Cluster Hardware Architecture
A computer cluster is composed of a set of nodes that are tightly connected in a network. The nodes operate in a similar manner and are composed of the same components found in personal computers: processors, memory, and input/output devices. Clusters are of course superior in terms of the quantity, performance and quality of the integrated elements, but they usually lack I/O devices such as keyboard, mouse and display.
Node Types
There are several types of nodes in clusters, their structure depends on their role in the system. They are important for the user:
- head nodes,
- login nodes,
- compute nodes, and
- data nodes.
The head node keeps the whole cluster running in a coordinated manner. It runs programs that monitor the status of other nodes, distribute jobs to compute nodes, supervise job execution, and perform other management tasks.
Users access the cluster through login node via the SSH protocol. Login node enables users to transfer data and programs to and from the cluster, prepare, monitor, and manage jobs for compute nodes, reserve computational resources on compute nodes, log in to compute nodes, and perform similar activities.

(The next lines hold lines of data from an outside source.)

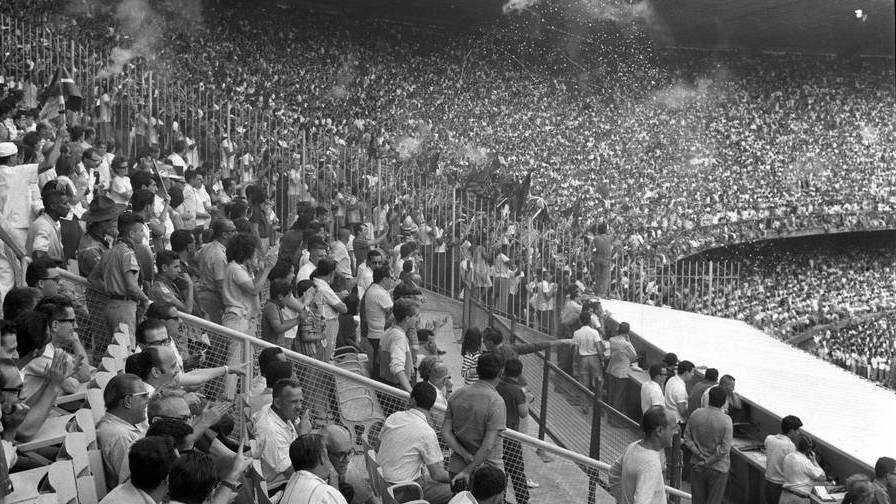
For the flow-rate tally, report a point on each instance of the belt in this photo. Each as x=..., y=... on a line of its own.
x=116, y=297
x=805, y=496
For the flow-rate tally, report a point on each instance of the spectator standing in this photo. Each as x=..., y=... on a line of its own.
x=126, y=398
x=776, y=448
x=517, y=412
x=637, y=475
x=310, y=464
x=622, y=354
x=652, y=389
x=801, y=471
x=708, y=435
x=212, y=261
x=476, y=416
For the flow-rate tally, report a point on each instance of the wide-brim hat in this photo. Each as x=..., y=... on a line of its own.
x=102, y=208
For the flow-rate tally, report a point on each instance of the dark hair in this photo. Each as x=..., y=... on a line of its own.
x=192, y=478
x=717, y=396
x=487, y=481
x=118, y=388
x=790, y=423
x=283, y=384
x=151, y=459
x=424, y=395
x=241, y=248
x=325, y=266
x=306, y=452
x=141, y=363
x=381, y=272
x=472, y=341
x=652, y=419
x=489, y=366
x=493, y=336
x=302, y=286
x=685, y=366
x=127, y=220
x=165, y=258
x=150, y=324
x=19, y=300
x=181, y=240
x=267, y=356
x=276, y=371
x=176, y=429
x=656, y=370
x=403, y=308
x=38, y=270
x=513, y=367
x=141, y=199
x=280, y=287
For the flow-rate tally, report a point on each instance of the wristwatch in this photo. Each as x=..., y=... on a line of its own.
x=234, y=487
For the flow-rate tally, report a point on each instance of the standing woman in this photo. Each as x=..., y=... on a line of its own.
x=329, y=304
x=239, y=294
x=801, y=472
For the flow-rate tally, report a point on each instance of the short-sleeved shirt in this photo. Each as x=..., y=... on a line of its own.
x=377, y=303
x=116, y=263
x=588, y=341
x=212, y=259
x=115, y=437
x=232, y=294
x=776, y=448
x=45, y=235
x=513, y=396
x=676, y=392
x=326, y=300
x=407, y=444
x=474, y=410
x=274, y=435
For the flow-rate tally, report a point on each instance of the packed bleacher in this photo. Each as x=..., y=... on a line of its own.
x=159, y=228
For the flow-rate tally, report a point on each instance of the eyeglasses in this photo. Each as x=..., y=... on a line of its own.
x=17, y=390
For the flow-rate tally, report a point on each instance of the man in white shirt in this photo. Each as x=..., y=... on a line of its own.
x=676, y=394
x=776, y=448
x=308, y=456
x=590, y=353
x=487, y=486
x=652, y=390
x=408, y=444
x=276, y=427
x=637, y=476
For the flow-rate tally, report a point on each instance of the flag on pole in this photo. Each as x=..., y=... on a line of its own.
x=61, y=94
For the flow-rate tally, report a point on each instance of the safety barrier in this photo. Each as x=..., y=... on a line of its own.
x=342, y=393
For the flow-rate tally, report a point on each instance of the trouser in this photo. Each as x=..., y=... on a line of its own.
x=211, y=304
x=515, y=467
x=331, y=330
x=707, y=485
x=241, y=321
x=119, y=311
x=772, y=492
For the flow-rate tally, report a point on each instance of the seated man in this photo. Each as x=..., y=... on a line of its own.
x=156, y=366
x=154, y=333
x=487, y=486
x=308, y=457
x=408, y=444
x=276, y=427
x=151, y=458
x=124, y=423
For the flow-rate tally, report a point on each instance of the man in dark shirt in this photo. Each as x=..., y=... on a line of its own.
x=517, y=412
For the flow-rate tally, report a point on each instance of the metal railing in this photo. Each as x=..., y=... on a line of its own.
x=342, y=393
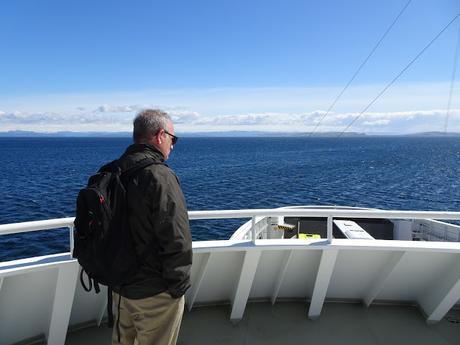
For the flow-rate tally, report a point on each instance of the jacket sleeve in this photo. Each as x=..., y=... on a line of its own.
x=173, y=234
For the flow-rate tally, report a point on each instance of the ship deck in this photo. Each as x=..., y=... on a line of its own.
x=287, y=323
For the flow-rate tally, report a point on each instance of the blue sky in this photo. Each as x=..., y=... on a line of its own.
x=226, y=65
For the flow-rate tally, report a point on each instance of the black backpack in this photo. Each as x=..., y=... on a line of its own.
x=102, y=237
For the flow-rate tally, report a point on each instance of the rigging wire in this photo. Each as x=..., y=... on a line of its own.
x=452, y=81
x=399, y=75
x=359, y=68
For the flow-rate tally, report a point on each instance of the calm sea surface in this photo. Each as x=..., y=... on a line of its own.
x=40, y=178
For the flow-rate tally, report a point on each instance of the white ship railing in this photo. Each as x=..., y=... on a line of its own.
x=330, y=214
x=427, y=273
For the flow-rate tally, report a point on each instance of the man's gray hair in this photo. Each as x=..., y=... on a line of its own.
x=149, y=122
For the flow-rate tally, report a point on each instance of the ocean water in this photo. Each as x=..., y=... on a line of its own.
x=40, y=178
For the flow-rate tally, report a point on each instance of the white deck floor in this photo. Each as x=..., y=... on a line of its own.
x=286, y=323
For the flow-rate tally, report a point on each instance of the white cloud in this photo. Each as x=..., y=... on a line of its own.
x=105, y=108
x=268, y=109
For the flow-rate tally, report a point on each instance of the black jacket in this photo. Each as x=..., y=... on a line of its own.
x=159, y=225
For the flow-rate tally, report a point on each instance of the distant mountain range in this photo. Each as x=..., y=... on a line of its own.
x=70, y=134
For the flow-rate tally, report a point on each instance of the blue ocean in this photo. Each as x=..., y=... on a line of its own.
x=40, y=178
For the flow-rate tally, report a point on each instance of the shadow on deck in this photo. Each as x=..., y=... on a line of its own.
x=286, y=323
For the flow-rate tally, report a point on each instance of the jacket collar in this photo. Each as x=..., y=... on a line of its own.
x=146, y=149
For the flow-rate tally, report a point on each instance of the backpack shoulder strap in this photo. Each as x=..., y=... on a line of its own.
x=144, y=163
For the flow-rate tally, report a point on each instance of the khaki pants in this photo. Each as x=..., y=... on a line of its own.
x=148, y=321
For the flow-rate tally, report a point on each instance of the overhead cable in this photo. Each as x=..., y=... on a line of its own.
x=452, y=81
x=359, y=68
x=399, y=75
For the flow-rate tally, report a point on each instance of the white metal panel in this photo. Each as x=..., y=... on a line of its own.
x=414, y=274
x=62, y=303
x=221, y=277
x=281, y=274
x=355, y=272
x=323, y=277
x=383, y=275
x=248, y=271
x=25, y=305
x=300, y=274
x=267, y=273
x=199, y=267
x=443, y=291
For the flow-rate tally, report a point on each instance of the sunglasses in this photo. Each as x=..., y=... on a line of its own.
x=173, y=137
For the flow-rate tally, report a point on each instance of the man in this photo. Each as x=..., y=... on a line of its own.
x=150, y=307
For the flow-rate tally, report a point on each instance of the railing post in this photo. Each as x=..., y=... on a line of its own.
x=329, y=229
x=253, y=229
x=71, y=240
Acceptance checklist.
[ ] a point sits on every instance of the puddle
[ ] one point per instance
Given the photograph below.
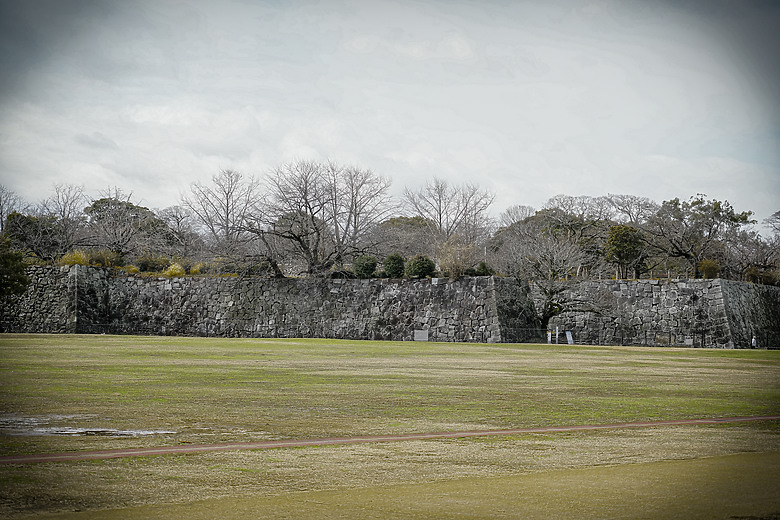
(42, 425)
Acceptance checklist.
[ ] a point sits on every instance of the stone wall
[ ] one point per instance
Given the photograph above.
(82, 299)
(699, 313)
(710, 313)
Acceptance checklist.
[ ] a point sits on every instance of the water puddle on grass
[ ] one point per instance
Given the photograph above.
(49, 425)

Jobs that are prepared on the login nodes are executed on compute nodes. There are various types of compute nodes available, including usual nodes with processors, high-performance nodes with more memory, and nodes equipped with accelerators such as general-purpose graphics processing units (GPUs). Compute nodes can also be organized into groups or partitions.
Data and programs are stored on data nodes. Data nodes are connected in a distributed file system, such as ceph. The distributed file system is accessible to all login and compute nodes. Files transferred to the cluster through the login node are stored in the distributed file system.
All nodes are interconnected by high-speed network links, typically including Ethernet and sometimes InfiniBand (IB) for efficient communication between compute nodes. Network links are preferably high bandwidth (capable of transferring large amounts of data) and low latency (needing a short time to establish a connection).
Node Architecture
The vast majority of today's computers follow the Von Neumann architecture. In the processor, a control unit ensures the coordinated operation of the system, reads instructions and operands from memory and writes the results to memory. The processor executes instructions in an arithmetic logic unit (ALU), assisted by registers (e.g. tracking program flow, storing intermediate results). The memory stores data - instructions and operands, while input/output units facilitate data transfer between the processor, memory, and external devices.
For a long time, computers had a single processor or central processing unit (CPU), which became increasingly powerful over time. To meet the growing demand for processing power and energy efficiency, processors have been divided into multiple cores, which operate in parallel and share a common memory. In addition, some cores have support for parallel execution of instructions, known as hardware threads or simultaneous multithreading (hyper-threading). In modern computer clusters, compute nodes typically have multiple processor sockets. These processors, with their cores, operate in parallel and share a common memory, which is distributed among the processors to enhance efficiency. For example, many compute nodes in the NSC cluster are equipped with four tightly interconnected AMD Opteron 6376 processors, each having 16 cores, resulting in a total of 64 cores per node. Compute nodes in the Maister and Trdina clusters have 128 cores per node.
A modern compute node with two processor sockets, memory and a multitude of GPUs is shown in the figure below.
Graphics Processing Unit
Some nodes are equipped with additional computational accelerators. The most commonly used accelerator is the graphics processing unit (GPU). Originally designed to offload the CPU when rendering graphics on screens, GPUs are now widely utilized for general-purpose computing tasks. When rendering to the screen, they have to perform a multitude of independent calculations for millions of screen pixels. When they are not rendering to the screen, they can only compute. We are talking about General Purpose Graphics Processing Units (GPGPUs). They are perfect when we need to do a lot of similar computations on a large amount of data with few dependencies, such as deep learning in artificial intelligence and video processing.
The architecture of GPU is quite different from that of conventional processors. Therefore, we must extensively rework existing programs to run programs efficiently on GPU.